L’aumento dei prezzi ci ricorda anche che, mentre i tassi di inflazione complessiva si stanno allentando in tutto il mondo, l’impennata dei singoli beni può ancora mettere sotto pressione i consumatori. Il cioccolato può essere visto più come un lusso che come una necessità, ma marchi come Kit Kat e Snickers fanno spesso parte regolarmente del carrello della spesa settimanale.

5. Tutti osservano il Giappone

La Banca del Giappone è stata finora un’eccezione, avendo mantenuto tassi di interesse negativi per 17 anni al fine di stimolare un’economia stagnante e aumentare l’inflazione. L’esperimento, insieme alle sue politiche non convenzionali di controllo della curva dei rendimenti e di allentamento qualitativo e quantitativo, si è finalmente concluso.

Il Giappone si aspetta un aumento dei salari che alimenteranno la domanda interna e, di conseguenza, ulteriori aumenti dell’inflazione. Tomoya Masanao, co-responsabile di Pimco Japan, ha affermato che le implicazioni a medio e lungo termine del cambiamento potrebbero essere più significative di quanto previsto dai mercati, con la domanda chiave che è dove i tassi di inflazione giapponese si stabilizzeranno dopo la pandemia.

La questione è di interesse globale.

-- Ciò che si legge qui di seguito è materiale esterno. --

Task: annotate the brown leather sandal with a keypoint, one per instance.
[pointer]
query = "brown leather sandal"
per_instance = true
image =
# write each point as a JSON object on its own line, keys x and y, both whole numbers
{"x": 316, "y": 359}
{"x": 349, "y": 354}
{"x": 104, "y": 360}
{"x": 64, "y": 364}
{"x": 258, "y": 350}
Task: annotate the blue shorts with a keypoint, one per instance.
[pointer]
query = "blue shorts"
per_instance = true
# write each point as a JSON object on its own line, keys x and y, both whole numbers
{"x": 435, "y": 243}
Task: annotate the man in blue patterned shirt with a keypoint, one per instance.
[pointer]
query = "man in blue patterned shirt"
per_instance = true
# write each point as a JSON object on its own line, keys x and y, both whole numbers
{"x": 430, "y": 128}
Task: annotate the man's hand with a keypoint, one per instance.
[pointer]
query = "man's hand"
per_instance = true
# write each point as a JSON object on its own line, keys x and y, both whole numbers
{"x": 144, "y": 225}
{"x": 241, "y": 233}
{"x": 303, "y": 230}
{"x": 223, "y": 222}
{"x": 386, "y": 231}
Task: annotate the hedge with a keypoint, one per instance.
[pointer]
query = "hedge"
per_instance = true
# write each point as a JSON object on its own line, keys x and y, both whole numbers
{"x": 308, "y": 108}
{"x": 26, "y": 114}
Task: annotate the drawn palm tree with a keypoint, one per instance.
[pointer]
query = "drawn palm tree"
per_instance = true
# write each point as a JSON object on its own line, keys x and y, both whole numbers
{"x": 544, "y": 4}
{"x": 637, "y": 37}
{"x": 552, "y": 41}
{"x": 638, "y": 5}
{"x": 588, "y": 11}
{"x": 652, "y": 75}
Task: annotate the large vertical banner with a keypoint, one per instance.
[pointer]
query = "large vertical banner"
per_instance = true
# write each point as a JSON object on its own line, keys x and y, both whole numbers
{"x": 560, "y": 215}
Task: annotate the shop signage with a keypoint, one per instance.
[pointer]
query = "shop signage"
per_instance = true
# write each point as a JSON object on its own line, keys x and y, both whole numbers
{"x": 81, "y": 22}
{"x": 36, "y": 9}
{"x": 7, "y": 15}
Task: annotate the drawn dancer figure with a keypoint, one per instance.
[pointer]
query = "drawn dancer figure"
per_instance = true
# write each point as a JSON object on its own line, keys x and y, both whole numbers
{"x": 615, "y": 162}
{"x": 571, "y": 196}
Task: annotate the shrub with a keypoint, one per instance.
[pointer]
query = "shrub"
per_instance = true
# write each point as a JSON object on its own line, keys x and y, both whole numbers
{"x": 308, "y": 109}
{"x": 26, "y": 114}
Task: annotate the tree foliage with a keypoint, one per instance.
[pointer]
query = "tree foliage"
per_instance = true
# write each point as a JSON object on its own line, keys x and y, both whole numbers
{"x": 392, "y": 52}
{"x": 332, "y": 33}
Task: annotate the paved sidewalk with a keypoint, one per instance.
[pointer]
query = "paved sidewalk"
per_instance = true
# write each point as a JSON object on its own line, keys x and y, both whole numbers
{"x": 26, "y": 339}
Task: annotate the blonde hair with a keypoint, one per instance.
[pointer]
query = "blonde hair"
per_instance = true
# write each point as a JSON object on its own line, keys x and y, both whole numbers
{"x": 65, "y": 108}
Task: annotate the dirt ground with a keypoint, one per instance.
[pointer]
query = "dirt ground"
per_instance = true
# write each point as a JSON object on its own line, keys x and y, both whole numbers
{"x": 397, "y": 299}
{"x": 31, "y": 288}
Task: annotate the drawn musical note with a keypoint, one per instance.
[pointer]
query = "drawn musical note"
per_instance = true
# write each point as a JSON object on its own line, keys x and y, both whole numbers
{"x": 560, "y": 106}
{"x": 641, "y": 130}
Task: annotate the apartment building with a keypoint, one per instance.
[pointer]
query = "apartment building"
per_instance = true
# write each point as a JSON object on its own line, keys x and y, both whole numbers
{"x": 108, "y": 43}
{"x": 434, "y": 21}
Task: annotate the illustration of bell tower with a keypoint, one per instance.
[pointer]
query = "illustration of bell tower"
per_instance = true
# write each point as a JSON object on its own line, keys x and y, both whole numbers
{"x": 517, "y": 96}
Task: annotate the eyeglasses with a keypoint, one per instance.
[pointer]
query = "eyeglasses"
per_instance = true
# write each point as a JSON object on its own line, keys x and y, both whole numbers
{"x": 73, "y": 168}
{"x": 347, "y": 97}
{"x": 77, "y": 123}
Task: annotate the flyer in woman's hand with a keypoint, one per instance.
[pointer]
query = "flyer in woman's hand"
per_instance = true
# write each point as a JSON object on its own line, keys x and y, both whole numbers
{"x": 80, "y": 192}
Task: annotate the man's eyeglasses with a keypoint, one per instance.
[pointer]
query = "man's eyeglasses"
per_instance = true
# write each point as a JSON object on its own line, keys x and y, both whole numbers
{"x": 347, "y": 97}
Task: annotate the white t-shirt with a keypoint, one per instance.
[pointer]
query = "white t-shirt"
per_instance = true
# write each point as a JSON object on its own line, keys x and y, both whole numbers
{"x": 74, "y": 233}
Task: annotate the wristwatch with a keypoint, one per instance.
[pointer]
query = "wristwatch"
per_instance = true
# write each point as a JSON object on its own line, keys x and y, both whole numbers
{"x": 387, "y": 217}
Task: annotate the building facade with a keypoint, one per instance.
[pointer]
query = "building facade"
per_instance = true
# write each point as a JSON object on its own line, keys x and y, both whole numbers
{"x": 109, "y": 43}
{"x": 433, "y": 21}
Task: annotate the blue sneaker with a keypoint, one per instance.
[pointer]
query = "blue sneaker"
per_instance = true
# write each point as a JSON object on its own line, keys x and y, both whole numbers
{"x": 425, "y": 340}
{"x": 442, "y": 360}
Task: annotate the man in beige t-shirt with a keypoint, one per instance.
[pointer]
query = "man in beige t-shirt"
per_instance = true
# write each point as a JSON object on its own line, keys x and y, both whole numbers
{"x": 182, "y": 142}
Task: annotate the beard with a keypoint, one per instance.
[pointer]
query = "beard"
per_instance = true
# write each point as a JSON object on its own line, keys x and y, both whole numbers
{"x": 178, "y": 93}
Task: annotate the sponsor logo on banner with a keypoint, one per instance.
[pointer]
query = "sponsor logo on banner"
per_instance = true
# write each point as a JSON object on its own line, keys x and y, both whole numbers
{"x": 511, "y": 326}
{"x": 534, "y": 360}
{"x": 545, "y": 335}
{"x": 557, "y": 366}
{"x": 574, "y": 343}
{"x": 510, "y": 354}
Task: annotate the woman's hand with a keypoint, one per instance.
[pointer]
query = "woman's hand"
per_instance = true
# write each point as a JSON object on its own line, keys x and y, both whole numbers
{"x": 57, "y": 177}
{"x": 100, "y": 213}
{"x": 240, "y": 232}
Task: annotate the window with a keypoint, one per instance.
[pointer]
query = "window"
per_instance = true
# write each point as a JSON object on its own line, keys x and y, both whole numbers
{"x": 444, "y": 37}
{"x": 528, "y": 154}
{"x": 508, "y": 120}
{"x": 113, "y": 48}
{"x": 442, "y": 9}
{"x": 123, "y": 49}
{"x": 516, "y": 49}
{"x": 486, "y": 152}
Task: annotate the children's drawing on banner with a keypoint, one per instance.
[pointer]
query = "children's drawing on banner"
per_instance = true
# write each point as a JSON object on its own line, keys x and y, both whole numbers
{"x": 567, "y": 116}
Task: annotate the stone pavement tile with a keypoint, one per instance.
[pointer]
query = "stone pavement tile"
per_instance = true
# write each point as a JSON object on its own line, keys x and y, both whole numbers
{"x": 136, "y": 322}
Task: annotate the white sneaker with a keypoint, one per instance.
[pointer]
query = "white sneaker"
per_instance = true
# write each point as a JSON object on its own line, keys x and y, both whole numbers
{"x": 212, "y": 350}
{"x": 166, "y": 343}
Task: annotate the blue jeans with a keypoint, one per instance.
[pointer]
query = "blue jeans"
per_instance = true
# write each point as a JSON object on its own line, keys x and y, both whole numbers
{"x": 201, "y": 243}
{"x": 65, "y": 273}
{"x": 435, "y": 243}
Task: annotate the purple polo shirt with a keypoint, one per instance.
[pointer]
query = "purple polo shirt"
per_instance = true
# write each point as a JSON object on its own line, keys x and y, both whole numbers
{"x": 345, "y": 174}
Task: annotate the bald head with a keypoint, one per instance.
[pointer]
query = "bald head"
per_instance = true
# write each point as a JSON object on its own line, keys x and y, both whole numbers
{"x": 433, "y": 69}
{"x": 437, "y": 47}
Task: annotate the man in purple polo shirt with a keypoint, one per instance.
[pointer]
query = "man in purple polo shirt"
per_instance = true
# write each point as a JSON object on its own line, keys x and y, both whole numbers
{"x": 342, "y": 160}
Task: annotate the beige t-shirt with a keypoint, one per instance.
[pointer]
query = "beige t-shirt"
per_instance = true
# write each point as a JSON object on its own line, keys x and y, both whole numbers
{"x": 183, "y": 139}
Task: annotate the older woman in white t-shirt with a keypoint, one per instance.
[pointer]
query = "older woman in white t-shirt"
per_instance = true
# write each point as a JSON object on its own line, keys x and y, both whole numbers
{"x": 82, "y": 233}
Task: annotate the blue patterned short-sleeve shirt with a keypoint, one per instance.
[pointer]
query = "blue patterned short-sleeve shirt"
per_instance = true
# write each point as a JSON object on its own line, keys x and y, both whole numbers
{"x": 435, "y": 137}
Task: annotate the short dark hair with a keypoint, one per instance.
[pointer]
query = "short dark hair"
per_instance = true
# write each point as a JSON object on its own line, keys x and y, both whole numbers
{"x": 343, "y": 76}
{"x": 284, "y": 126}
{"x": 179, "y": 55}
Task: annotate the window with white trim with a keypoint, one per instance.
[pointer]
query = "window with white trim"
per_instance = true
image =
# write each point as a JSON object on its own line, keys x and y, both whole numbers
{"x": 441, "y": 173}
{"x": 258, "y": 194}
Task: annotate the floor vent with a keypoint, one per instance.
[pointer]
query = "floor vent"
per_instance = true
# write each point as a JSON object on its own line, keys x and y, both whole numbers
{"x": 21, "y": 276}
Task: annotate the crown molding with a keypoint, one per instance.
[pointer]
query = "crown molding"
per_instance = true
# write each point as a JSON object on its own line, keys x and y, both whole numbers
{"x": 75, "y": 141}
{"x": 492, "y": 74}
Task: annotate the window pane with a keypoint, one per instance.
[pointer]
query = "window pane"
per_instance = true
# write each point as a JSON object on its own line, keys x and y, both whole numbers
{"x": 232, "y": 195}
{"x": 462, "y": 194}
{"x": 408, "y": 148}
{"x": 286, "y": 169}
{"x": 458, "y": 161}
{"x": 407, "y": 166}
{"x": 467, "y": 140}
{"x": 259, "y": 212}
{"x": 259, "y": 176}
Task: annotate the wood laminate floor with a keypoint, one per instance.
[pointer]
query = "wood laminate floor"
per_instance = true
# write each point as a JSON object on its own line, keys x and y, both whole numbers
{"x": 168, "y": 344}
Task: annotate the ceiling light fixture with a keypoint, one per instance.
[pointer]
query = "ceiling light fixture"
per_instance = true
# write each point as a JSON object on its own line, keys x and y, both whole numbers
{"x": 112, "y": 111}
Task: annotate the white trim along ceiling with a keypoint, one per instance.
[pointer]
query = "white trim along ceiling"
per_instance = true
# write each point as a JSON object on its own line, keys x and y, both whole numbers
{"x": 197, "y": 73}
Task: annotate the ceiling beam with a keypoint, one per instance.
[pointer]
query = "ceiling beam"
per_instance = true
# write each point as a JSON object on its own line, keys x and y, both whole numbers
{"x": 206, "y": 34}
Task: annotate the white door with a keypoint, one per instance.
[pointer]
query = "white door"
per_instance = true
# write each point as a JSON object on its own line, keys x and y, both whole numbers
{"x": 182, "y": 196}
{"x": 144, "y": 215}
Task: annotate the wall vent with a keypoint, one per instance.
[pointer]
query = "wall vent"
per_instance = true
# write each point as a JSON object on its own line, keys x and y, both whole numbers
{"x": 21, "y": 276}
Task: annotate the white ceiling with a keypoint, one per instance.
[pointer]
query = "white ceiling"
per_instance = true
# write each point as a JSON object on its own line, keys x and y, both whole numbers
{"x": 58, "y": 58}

Bloccati con tassi negativi per due decenni, gli investitori giapponesi si sono riversati sui mercati obbligazionari di tutto il mondo. Sono i maggiori detentori stranieri di titoli del Tesoro statunitensi e vantano anche una presenza considerevole nella zona euro, dove detengono circa l’1% dei mercati obbligazionari complessivi in ​​Paesi come Francia, Belgio e Paesi Bassi, secondo le stime di BofA dello scorso anno. Cosa faranno ora che aumentano i rendimenti in patria?